Последнее было очень важно, поскольку обеспечивало постоянный приток человеко‑денег по мосту.

– А почему он утонул, мама? – Эмма пристально смотрела в лицо матери, ожидая ответа.

– Не знаю. Может быть, напился и упал в реку.

– А может, он ловил рыбу и выпал из лодки? Надо было спасательный жилет надевать. А он был старый, мама?

– Да не особенно. Такого же возраста, как папа.

– Ну, папа‑то плавать умеет, – вздохнула Эмма с облегчением.

Они подошли к выкрашенной в зеленый цвет двери в «Макдоналдс». Эмма навалилась на нее боком, и дверь открылась. Запахи гамбургеров и картошки‑фри словно бы придали ей ускорение – девочка никогда не страдала от отсутствия аппетита. И утопленник, и вообще вся суровая правда жизни вмиг были позабыты. В животе у Эммы урчало, да и Аладдин был уже в пределах досягаемости.

– Пойди поищи столик, – велела Эва. – А я пока все куплю.

Эмма направилась в угол, где она любила сидеть. Уселась под цветущим миндальным деревом из пластика, а Эва встала в очередь. Она попыталась выбросить из головы картину, которая все еще стояла у нее перед глазами, но покойник не хотел пропадать. Интересно, забудет ли случившееся Эмма? Или примется рассказывать всем и каждому? А что, если ей станут сниться кошмары по ночам? Им надо молчать об этом, не говорить на эту тему даже друг с другом. И в конце концов Эмме покажется, что ничего никогда и не было.
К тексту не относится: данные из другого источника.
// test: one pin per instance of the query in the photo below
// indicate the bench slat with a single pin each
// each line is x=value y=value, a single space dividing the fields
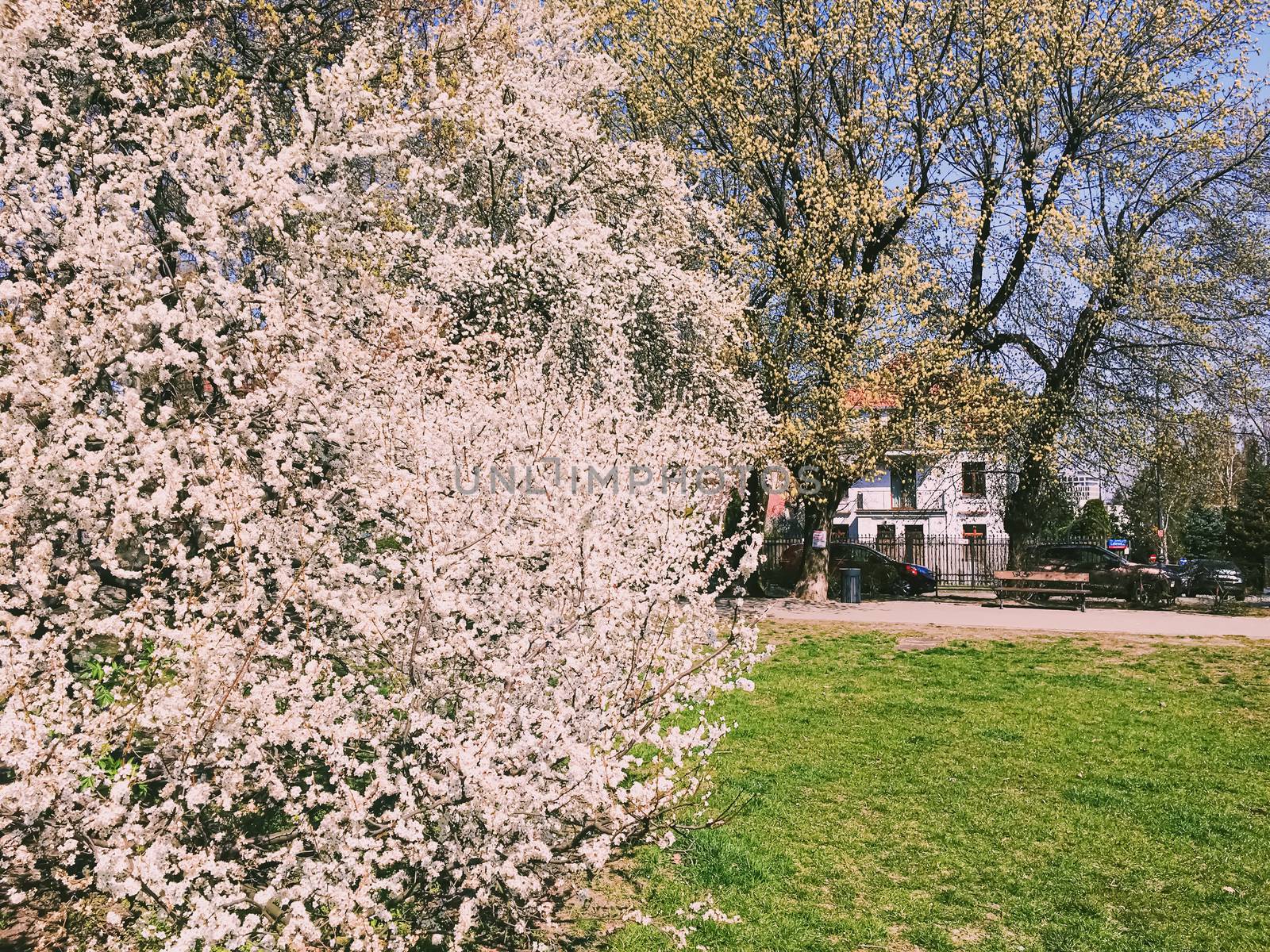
x=1041 y=577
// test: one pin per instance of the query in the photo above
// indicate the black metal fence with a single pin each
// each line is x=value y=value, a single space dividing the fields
x=959 y=562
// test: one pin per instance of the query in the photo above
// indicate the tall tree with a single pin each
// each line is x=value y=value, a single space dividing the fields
x=1249 y=524
x=1039 y=184
x=823 y=129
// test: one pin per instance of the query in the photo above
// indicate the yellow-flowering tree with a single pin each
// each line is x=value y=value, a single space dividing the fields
x=825 y=131
x=1030 y=190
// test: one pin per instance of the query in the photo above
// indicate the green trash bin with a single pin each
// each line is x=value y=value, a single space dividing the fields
x=851 y=585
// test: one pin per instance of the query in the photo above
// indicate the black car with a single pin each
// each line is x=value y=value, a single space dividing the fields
x=880 y=574
x=1110 y=575
x=1213 y=577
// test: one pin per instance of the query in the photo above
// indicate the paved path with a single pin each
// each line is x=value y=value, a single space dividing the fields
x=918 y=613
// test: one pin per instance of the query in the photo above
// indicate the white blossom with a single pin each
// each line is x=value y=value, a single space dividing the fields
x=267 y=676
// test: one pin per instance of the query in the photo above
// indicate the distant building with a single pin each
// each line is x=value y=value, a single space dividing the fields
x=914 y=498
x=1083 y=488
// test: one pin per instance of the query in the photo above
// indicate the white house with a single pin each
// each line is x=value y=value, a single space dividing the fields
x=914 y=498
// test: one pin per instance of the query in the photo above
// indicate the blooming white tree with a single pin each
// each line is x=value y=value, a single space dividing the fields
x=323 y=616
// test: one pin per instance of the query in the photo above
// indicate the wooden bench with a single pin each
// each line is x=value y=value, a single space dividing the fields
x=1075 y=585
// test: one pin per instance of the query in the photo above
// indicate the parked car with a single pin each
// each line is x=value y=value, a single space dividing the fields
x=1176 y=578
x=879 y=574
x=882 y=574
x=1213 y=577
x=1110 y=575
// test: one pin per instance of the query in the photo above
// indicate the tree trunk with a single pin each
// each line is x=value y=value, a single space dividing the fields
x=1022 y=516
x=813 y=584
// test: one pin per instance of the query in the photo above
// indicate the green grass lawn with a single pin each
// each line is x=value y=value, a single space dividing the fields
x=988 y=797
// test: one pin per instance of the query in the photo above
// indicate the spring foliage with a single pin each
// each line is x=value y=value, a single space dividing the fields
x=272 y=674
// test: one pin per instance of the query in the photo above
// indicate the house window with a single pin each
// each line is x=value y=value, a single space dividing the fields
x=903 y=486
x=975 y=479
x=886 y=539
x=914 y=543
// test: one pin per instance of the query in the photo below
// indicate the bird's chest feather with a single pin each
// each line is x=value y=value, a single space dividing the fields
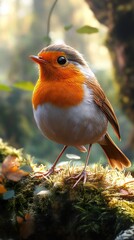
x=75 y=125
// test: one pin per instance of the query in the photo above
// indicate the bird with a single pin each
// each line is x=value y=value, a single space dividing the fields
x=71 y=108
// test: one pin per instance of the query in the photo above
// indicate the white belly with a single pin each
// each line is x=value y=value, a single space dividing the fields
x=75 y=126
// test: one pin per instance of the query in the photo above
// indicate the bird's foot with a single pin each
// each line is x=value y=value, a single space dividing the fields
x=81 y=176
x=44 y=174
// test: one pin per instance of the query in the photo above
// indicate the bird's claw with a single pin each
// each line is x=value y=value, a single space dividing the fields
x=44 y=174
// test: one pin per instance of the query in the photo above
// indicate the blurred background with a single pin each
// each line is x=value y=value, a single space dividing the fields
x=24 y=30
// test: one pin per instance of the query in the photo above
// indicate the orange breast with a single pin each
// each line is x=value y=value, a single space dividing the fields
x=63 y=93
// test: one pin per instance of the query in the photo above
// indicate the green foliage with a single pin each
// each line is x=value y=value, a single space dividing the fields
x=68 y=27
x=4 y=87
x=8 y=195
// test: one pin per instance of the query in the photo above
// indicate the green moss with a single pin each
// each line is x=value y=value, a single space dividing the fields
x=100 y=209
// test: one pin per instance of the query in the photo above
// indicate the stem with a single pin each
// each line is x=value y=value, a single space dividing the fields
x=49 y=17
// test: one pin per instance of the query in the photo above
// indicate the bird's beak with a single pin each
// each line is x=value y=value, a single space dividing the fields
x=37 y=59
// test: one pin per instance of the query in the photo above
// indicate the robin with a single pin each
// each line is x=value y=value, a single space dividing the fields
x=71 y=108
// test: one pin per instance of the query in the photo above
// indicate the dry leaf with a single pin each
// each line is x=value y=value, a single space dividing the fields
x=26 y=226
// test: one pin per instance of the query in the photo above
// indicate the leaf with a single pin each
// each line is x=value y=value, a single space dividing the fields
x=87 y=29
x=72 y=156
x=27 y=86
x=8 y=195
x=4 y=87
x=68 y=27
x=2 y=189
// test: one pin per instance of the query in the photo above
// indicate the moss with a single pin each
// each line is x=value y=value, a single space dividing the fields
x=51 y=209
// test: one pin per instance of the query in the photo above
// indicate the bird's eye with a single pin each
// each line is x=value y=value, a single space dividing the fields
x=62 y=60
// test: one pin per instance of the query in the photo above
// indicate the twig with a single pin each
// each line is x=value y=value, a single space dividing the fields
x=49 y=18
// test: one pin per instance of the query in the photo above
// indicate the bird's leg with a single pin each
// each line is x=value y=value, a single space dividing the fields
x=52 y=169
x=83 y=174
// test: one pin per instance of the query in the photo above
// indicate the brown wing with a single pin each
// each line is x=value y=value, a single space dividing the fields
x=102 y=101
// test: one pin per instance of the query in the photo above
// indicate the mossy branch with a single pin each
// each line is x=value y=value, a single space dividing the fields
x=51 y=209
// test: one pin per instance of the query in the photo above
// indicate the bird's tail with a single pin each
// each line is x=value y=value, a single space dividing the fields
x=115 y=156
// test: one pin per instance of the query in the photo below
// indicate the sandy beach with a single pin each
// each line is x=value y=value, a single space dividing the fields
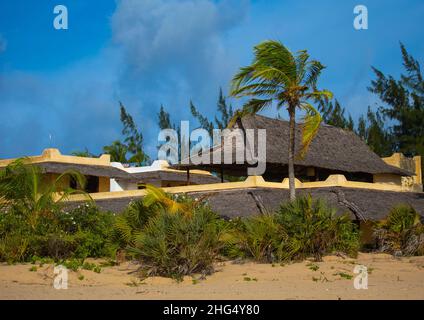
x=388 y=278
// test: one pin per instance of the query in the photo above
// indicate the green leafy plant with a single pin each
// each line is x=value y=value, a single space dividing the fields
x=402 y=233
x=174 y=244
x=313 y=229
x=35 y=224
x=259 y=237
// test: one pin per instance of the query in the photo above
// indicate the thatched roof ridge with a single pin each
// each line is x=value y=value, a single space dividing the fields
x=172 y=175
x=93 y=170
x=373 y=204
x=333 y=148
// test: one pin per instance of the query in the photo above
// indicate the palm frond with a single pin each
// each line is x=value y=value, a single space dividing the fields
x=310 y=126
x=312 y=72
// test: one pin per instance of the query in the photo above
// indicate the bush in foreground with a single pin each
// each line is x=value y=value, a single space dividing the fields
x=299 y=229
x=79 y=233
x=402 y=233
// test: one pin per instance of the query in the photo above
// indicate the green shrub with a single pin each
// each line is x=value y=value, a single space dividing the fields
x=78 y=233
x=313 y=229
x=178 y=244
x=402 y=233
x=259 y=237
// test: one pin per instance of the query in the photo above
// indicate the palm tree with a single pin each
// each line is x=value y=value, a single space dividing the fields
x=24 y=188
x=279 y=76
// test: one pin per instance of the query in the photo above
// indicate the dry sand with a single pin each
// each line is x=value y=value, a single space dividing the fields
x=389 y=278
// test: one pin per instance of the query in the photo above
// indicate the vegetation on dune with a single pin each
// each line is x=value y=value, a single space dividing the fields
x=33 y=221
x=314 y=229
x=177 y=235
x=401 y=233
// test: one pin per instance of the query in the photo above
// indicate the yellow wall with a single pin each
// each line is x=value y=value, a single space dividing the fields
x=56 y=156
x=104 y=184
x=388 y=178
x=413 y=183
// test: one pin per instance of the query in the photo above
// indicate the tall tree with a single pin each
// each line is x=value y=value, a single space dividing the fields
x=372 y=130
x=334 y=115
x=277 y=75
x=225 y=114
x=117 y=151
x=132 y=144
x=403 y=100
x=133 y=138
x=164 y=119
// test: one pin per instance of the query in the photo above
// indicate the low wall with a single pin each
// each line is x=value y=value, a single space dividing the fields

Очередь, хоть и медленно, двигалась. Эва невидящими глазами смотрела на парней и девушек в красных рубашках с короткими рукавами за прилавком: на головах у них были красные козырьки, работали они в бешеном темпе. В ноздри Эве ударил запах жаренного на сале мяса, расплавленного сыра и всевозможных пряностей. Но молодые люди за прилавком, казалось, не реагировали на тяжелый чад, они сновали туда‑сюда, как неутомимые красные муравьи, и жизнерадостно улыбались, принимая заказы. Она смотрела на быстрые руки и легкие ноги, порхавшие по полу. Как мало это напоминало ее собственный рабочий день! Большую часть времени она проводила в мастерской, стоя посреди комнаты, обхватив себя за плечи, глядя на натянутый холст, как на врага. Иногда она смотрела на него с мольбой. В удачные дни Эва сначала агрессивно, не отрываясь, смотрела на него, а потом бросалась в наступление, напористая и уверенная в себе. Картины удавалось продать редко.

– «Хэппи мил», – быстро проговорила она. – И еще курицу и две колы. Не могли бы вы вложить Аладдина, у дочки только его нет, будьте добры!

Девушка принялась за работу. Руки переворачивали и жарили, паковали и расправляли – все это с молниеносной быстротой. Эмма вытягивала шею в своем углу, высматривая мать с подносом. Вдруг колени у Эвы задрожали. Она опустилась за столик и с некоторым удивлением уставилась на свою дочь, которая с энтузиазмом пыталась открыть маленький картонный домик. Она искала подарок. От восторженного крика у Эвы заложило уши.

– Мама, у меня Аладдин? – Она подняла фигурку над головой, чтобы все могли ее увидеть. Многие обернулись и уставились на девочку. Эва спрятала лицо в ладони и всхлипнула.

– Тебе плохо, мамочка?

– Нет, просто нервы. Это скоро пройдет.

– Ты расстроилась из‑за того дяденьки, который умер?

Эва вздрогнула.

– Да, – призналась она. – Я расстроилась из‑за него. Но давай не будем о нем больше говорить. Никогда. Слышишь меня, Эмма? И никому! Потому что это очень грустно.

– А как ты думаешь, у него есть дети?

Эва вытерла лицо рукой. Она уже больше не была уверена в будущем. Она смотрела на курицу, на коричневые кусочки, обжаренные в масле, и чувствовала, что есть их не может. Перед глазами у нее опять появились прежние картины. Она видела их сквозь листву миндального дерева.

– Да, – наконец произнесла она и вытерла лицо еще раз. – Вполне возможно.